Big Data at Accenture started about two and a half years ago, that’s when I joined. The main objective is to explore the role of distributed technologies in corporate enterprises to see if there is a role for such technologies, and how they can fill the gaps that are left when using traditional technologies or databases.
That’s the main purpose, and mainly we’ve been looking at projects involving Hadoop and Cassandra along with some of the other technologies. But these are the two main that we have had a chance to focus on and most of the projects have been around these two technologies.
Most of the conversations start off with use case because people have been bombarded with a plethora of distributed technologies and always the first thing that they have to do is select the right technology.

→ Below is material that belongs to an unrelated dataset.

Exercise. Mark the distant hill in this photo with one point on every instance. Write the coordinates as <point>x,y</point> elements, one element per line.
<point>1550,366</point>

Specifically for Cassandra, the main use case has been around ingestion. If you have a need to ingest data at a really phenomenal speed, and you want some sort of high availability features, redundancy and reliability Cassandra shines really well. One of the projects we were working on was using a traditional relational technology. The speed of incoming messages was just too much for the system to handle. The other thing was the system was architected across two different geographically separate data centers.
Collecting the data from the two data centers and combining them into a single source of truth was becoming a very difficult proposition. In a case like this, Cassandra’s ability to ingest the data at high speed as well as providing a singular source across two completely different data centers over a thousand miles apart really fit the bill very well.

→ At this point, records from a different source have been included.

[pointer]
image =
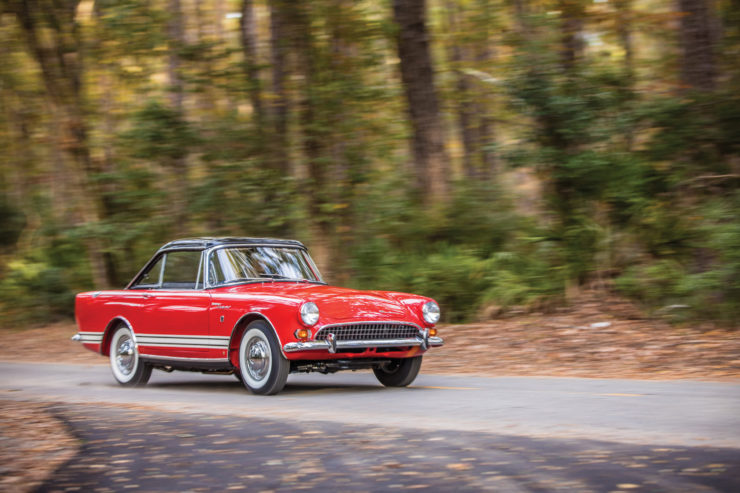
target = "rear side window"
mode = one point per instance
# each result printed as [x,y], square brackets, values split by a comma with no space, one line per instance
[182,270]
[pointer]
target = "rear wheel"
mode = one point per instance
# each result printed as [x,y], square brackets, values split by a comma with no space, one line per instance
[399,372]
[127,367]
[263,368]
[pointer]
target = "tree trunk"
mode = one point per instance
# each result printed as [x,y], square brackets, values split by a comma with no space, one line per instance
[251,61]
[176,34]
[484,102]
[698,36]
[279,43]
[60,60]
[571,27]
[624,32]
[462,95]
[431,164]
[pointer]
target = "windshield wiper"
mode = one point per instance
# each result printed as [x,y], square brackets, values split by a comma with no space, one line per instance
[274,276]
[240,279]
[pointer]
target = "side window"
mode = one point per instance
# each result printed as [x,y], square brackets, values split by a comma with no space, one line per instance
[215,274]
[151,278]
[181,270]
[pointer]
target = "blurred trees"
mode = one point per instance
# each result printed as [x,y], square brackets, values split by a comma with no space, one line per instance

I think in this case specifically in the context of the new technologies, it’s a different ball game compared to something like Oracle because those technologies have been around for a long time. If somebody makes a decision to install and use Oracle or SAP, it’s a well-understood decision.

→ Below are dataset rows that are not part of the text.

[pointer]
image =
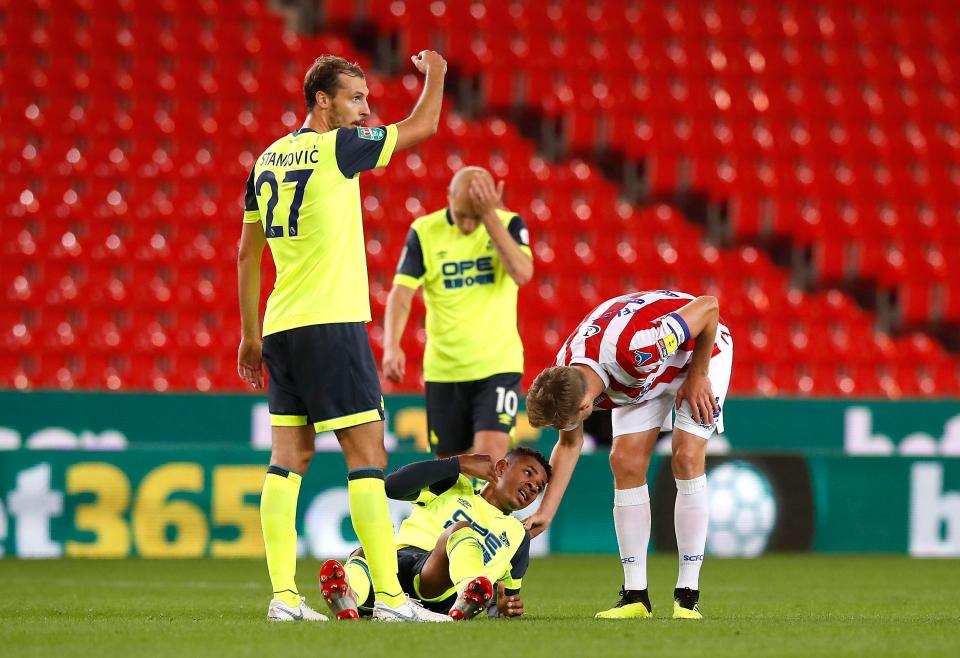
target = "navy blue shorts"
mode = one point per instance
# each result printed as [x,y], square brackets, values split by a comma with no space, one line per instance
[322,374]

But in the new technology space, there are so many questions that clients have, and these technologies have not yet been tried out to that extent. Most of the times we get involved right from the beginning or conception phase all the way up to the implementation. Right from proposing that, “Okay, if you are having a problem like this, then Cassandra is the solution to try out” and then doing a pilot or proof of concept demonstrating that it can achieve the speed that you were proposing or shooting for. Let’s say 5,000-20,000 messages per second, and then showing that it can work across different centers.
Also we get involved in the acquisition of hardware which might involve specific or specialized components such as SSDs all the way up to testing and finally deploying to production. This entire assembly line or chain of task, we’ve seen that we have to be involved as practitioners in this case specifically because it’s such a new technology.
One thing that I really like about Cassandra and the reason for its successful deployment is the elegance of software in terms of how it works during the implementation stage. The number of moving parts and the way it is set up and runs is really elegant compared to other systems. The amount of configuration that is needed, the amount of parts that are required to be run is very minimal in relation to some of the technologies. That makes it a really beautiful that is well thought-out in terms of its design.
The one area that people really need to focus on is the data modeling. Data modeling actually gains a lot more importance contrary to common belief in the case of Cassandra. One of the most important activities I would say would be to model to the schema based on what sort of question that business is interested in asking. How is the system is going to be used? What sort of reports and queries would be run against it? Then finalize the schema and putting time into that process upfront would really help in terms of a delivering a implementation.